The three men looked at her oddly through the rear view mirror. She shrugged her shoulders. “What? I recognized one of them from an interview a few years back. You know, from before they started stealing technology and kidnapping aliens.”

“You recognized some random guy you met for a few minutes three years ago?” Bell said skeptically.

Sands dropped the eye contact to look back at the road. “I thought he was cute.”

“There it is,” Bell teased.

“I still don’t understand why we’re running,” Sands said, only partially to change the subject. “We haven’t done anything.”

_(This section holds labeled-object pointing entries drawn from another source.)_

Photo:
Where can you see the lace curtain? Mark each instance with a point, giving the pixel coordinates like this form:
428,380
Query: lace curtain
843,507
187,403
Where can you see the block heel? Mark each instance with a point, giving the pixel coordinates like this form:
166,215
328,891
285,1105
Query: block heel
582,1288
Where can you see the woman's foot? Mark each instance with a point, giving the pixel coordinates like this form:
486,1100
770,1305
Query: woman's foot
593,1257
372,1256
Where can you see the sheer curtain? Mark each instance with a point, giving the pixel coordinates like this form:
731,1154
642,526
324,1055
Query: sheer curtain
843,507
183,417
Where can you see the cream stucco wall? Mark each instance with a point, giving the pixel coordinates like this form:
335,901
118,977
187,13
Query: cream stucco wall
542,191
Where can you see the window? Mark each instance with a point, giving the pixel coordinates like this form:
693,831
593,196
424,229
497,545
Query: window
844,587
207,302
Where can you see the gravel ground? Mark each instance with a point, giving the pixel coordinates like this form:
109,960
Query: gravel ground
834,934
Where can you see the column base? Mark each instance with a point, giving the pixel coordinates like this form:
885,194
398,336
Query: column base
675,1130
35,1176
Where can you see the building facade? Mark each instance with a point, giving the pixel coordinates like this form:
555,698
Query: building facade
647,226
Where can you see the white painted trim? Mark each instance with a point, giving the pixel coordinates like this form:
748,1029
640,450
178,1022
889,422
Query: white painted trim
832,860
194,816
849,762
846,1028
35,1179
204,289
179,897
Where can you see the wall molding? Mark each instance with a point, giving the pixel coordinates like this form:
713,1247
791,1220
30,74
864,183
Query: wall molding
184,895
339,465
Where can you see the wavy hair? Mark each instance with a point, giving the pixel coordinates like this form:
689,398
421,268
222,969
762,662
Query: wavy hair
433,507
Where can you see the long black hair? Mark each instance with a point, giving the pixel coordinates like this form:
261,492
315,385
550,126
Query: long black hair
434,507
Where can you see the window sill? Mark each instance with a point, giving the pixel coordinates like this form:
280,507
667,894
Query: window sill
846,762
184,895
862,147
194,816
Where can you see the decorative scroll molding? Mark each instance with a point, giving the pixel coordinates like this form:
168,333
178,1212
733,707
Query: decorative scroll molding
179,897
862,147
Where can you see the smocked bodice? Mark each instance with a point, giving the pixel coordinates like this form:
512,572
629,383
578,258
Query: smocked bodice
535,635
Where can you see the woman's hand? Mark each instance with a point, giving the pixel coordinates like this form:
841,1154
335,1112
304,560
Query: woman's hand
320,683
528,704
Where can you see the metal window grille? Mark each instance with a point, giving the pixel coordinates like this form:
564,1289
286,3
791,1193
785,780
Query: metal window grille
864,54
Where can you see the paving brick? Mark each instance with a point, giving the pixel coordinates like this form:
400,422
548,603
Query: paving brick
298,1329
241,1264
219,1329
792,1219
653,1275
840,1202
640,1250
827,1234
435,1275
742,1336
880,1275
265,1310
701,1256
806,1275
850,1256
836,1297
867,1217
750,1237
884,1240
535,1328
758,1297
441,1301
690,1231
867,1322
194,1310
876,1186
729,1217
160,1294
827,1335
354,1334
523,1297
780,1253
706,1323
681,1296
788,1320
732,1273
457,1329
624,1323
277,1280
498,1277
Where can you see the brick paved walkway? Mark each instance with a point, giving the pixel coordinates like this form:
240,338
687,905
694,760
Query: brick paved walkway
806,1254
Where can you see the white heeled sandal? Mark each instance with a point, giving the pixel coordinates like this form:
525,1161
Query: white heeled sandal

“It’s not punishment I’m worried about. It’s a leak. No one at the SGC but General Hammond knew exactly when we would be arriving, and not even he knew the route we would be taking to get to the Pentagon. Those instructions were given to me by that officer at the airstrip, remember?”

“So you think someone at the Pentagon either orchestrated this or at least leaked our schedule?”

“I’m leaning towards the former. I thought it was odd we didn’t have a security escort coming here, and those police had a really slow response time. This was well set up.”

“Not well executed, though,” Raythe chimed in. “Really, four of them for four of us? It was insulting.”

Griff noted that Raythe’s mood seemed to have improved quite a bit. “Well, Raythe, you’ve gone to some extremes to avoid bureaucracy. 

~

Sands spent the next several minutes quizzing Griff on his health to make sure he wasn’t concussed. After nearly a half hour of darting around to make sure they weren’t being followed, Sands pulled into the parking lot of a local Target. Griff turned to address his team. “OK, everyone, ditch the jackets. Bell, you look the most normal right now.” He was the only one not covered in blood or powder and not an alien. “Go inside and get us supplies. Clothes would be good. Cash out as much money as you can because your card’s going to get tracked pretty quickly. Sands, you and I are getting us a new car. Raythe, is there anything useful in those boxes?” He gestured to the crates in the back.

“Some ammo, but we don’t have the guns for it. There’s a first aid kit.”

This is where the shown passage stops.